Il semblerait que notre époque mélange tout et, dans sa tentative de concilier des traditions diverses, ne parvienne pas à faire coïncider ses aspirations sociales et les comportements culturels. Car à l'interdit grec qu'un adulte joue à l'éphèbe auquel s'est ajouté l'interdit romain que les relations amoureuses unisexes aient lieu au sein de la société libre s'est ajouté l'interdit religieux que ces relations unisexes aient lieu par principe ; et que les relations amoureuses, uni- ou intersexes, aient lieu hors mariage... Mais la société chrétienne n'était pas non plus spécialement démocratique... Alors ?...
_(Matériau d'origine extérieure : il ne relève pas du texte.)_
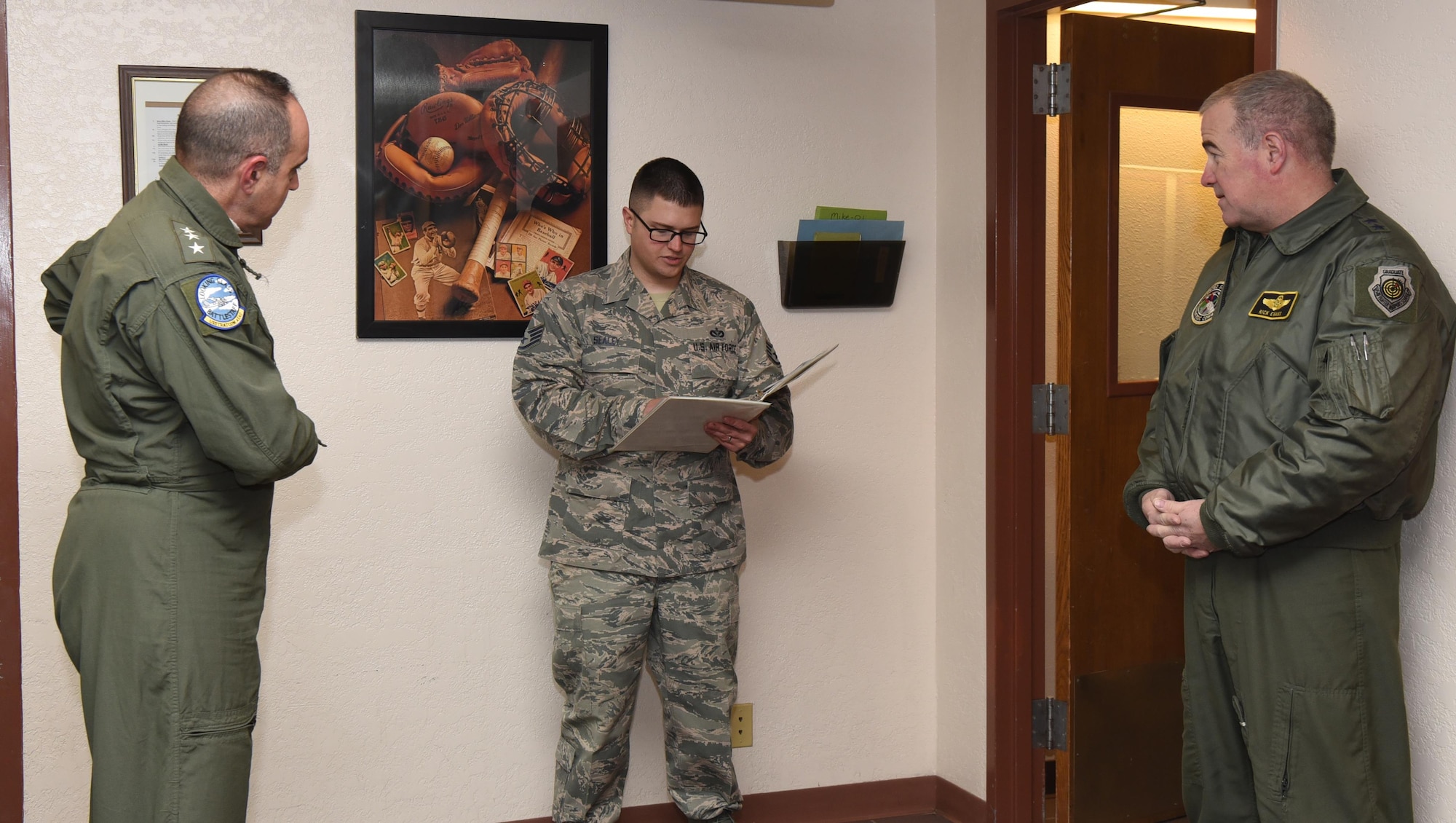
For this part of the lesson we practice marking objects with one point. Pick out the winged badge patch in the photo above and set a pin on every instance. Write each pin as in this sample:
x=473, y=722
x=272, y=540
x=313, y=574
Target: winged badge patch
x=1275, y=305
L'essai nous donne quelques éléments de compréhension - peut-être de solution... Et résonne particulièrement aujourd'hui : ce serait la notion de plaisir qui serait au centre de tout : donner serait honteux, tandis que prendre édifierait. de là les scandales contemporains, les frustrations, les bottom power, le féminisme viril et l'investissement du concept de "masculinité toxique » : il s'agirait de nos jours de savoir qui prend à qui pour savoir qui est victime de qui et donc qui doit se plaindre de qui... Où l'on saisit que cette conception très inégalitaire, anti-psychanalytique et passablement fantasmée d'êtres ravisseurs et de créatures ravies ne peut en effet que produire des catastrophes… parce qu'elle est complétement en désaccord avec ce que la psychologie, la sociologie, et tous les mots en -gie ont apporté à la culture depuis qu'ils existent.
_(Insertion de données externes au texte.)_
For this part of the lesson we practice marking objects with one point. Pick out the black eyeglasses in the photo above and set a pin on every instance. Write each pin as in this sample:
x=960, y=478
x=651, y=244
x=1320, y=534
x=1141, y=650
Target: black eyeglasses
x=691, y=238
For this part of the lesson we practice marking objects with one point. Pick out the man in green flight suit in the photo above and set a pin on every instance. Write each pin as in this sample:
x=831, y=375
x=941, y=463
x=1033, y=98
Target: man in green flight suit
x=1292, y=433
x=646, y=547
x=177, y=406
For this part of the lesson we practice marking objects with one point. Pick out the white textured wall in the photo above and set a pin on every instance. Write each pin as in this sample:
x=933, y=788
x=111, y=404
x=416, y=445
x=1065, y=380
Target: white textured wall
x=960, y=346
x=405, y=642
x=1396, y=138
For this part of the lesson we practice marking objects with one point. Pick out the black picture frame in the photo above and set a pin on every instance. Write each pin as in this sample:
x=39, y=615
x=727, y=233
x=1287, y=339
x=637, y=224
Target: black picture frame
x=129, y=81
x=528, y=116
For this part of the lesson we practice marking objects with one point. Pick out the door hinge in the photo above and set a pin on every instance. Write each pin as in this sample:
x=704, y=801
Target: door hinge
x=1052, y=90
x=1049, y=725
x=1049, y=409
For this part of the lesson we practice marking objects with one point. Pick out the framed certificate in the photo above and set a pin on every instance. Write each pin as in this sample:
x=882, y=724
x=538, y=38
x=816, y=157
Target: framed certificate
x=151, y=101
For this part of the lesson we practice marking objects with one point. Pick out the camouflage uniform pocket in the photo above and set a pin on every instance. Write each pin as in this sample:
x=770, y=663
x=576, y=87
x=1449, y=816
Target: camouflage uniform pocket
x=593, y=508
Si l'on reprend depuis le début, il convient alors de rétablir les axes de la légalité selon ceux de la culture et d'établir ceux de la culture selon la réalité des besoins et des expériences vécues, individuellement et socialement. Ces dernières menant à ce qu'une personne donne autant qu'elle reçoit (principe d'égalité), de la manière qui convient aux parties prenantes (principe de liberté, qui implique que la liberté puisse s'exercer et soit reconnue, ce qui impose la majorité si un.e adulte est partie prenante et la pleine possession des moyens intellectuels si un.e interventant.e en est doué.e (et un encadrement légal sinon)). Reste ensuite la question de la fidélité - qui semble se rapporter à la question patrimoniale (en cas de naissances) et à un accord inter-individuel (y a-t-il blessure narcissique au sein de notre couple si je, si tu ?).
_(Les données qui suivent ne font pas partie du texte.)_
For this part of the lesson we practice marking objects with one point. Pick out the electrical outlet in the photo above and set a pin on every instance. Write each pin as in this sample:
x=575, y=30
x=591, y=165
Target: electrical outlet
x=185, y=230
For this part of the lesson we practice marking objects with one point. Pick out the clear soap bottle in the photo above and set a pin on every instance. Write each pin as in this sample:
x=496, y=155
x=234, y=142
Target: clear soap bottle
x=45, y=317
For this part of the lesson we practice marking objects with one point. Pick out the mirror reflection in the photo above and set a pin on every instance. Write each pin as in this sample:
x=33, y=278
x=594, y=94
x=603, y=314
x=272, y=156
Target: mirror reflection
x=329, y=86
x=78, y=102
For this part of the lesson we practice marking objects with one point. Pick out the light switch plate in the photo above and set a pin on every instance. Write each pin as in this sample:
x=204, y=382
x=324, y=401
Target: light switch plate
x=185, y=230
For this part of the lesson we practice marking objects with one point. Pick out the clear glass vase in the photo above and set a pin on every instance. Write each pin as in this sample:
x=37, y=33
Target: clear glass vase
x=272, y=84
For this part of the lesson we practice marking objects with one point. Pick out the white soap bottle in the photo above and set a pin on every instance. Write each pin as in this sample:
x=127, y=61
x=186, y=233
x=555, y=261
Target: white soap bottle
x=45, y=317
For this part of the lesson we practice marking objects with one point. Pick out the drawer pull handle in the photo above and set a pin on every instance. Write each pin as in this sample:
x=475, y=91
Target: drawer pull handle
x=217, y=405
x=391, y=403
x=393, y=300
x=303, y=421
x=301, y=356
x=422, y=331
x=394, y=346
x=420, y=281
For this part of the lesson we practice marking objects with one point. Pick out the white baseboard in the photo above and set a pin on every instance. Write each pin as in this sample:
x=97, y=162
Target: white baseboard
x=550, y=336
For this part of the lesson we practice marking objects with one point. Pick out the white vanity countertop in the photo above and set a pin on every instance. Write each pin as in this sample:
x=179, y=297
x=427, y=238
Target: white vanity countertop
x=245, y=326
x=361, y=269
La dignité du pater se résorberait alors dans une dignité de "responsabilité" - qui est celle de l'adulte "citoyen", quel que soit son genre - et l'interdit (culturel plus que légal) se limiter à la modération des pratiques et des comportements - Où la suspicion de manque d'autonomie intellectuelle par la publicité de comportements outranciers des Romains semblerait donc toujours valable ?...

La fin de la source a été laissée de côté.